山岳センターが、2014(平成26)年夏に、北アルプスの登山口、横尾と中房でアンケート調査をした結果があります。下山してきた人に、パーティーの人数を聞いたところ単独と答えた人は、横尾で13.2%、中房では5.8%、合計では11.6%でした。これに対して長野県警が毎年まとめている遭難統計をみると、遭難者に占める単独行の割合はこの数年間ほぼ30%強です。別々の調査なので単純に比べられないのですが、数字だけみれば単独行のほうが3倍遭難しやすいとみることもできます。
それでも、仲間がいないとか、どうしても気楽に自由に山に登りたいと、単独行をする場合には、リスクを出来るだけ下げるという観点で、次の様なことを心がけることをお勧めします。

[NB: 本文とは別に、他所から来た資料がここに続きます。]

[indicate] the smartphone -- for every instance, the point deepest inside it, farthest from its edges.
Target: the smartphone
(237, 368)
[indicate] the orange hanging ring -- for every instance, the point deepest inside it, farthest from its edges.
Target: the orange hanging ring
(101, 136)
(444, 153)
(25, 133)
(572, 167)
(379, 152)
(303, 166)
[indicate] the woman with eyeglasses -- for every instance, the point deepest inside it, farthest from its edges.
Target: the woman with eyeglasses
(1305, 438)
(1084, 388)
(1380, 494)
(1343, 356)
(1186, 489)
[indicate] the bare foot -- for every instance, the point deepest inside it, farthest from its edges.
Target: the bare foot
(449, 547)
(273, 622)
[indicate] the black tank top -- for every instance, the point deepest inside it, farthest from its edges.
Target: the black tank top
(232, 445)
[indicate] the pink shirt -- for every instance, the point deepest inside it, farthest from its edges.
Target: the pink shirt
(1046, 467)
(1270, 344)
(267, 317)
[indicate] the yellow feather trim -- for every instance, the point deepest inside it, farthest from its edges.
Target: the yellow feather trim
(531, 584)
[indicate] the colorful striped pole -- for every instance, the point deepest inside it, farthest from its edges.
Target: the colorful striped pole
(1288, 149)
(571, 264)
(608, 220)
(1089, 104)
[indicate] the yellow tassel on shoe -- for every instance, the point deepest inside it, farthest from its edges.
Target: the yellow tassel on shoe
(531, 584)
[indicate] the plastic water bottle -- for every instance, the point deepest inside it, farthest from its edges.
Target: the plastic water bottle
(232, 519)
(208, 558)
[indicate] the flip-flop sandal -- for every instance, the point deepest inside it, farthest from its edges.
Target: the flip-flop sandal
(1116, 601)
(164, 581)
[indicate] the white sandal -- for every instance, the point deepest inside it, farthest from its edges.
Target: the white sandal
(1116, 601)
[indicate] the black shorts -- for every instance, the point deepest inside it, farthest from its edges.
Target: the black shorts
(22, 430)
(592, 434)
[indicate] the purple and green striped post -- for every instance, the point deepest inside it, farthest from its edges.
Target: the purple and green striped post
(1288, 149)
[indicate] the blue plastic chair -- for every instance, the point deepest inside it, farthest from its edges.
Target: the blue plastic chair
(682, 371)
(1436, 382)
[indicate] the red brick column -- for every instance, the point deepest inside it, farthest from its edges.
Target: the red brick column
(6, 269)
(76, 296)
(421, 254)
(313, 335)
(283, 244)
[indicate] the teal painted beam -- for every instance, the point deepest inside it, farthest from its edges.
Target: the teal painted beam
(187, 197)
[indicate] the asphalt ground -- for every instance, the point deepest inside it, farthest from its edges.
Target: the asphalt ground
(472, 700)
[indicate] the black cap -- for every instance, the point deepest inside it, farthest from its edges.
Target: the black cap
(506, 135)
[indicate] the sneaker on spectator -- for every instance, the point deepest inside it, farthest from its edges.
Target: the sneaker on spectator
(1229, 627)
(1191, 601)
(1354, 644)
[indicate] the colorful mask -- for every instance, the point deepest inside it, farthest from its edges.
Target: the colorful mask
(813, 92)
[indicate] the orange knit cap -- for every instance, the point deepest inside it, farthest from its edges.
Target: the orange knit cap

・ 何度か経験者と山に登って、具合が悪くなったりせず、自分のことが自分でできるようになるまでは、簡単な山でも単独行はしない
・ 無雪期で天気の良い時、標識や山小屋がしっかりしている一般登山道に限る
・ 非常時の備えとして、雨具・ツエルト・スマホの予備電池・非常食料など、一晩くらいなら山中で過ごせる程度の準備をして登る
・ 家族や知人に登山計画をきちんと伝えておき、登山口でも計画書を提出する。計画を変更する時は家族や知人に連絡する

書き始めるとキリがありません。この通りにすれば事故が起きないということではありません。「単独行は基本的にリスクが高い」ということをお忘れ無く。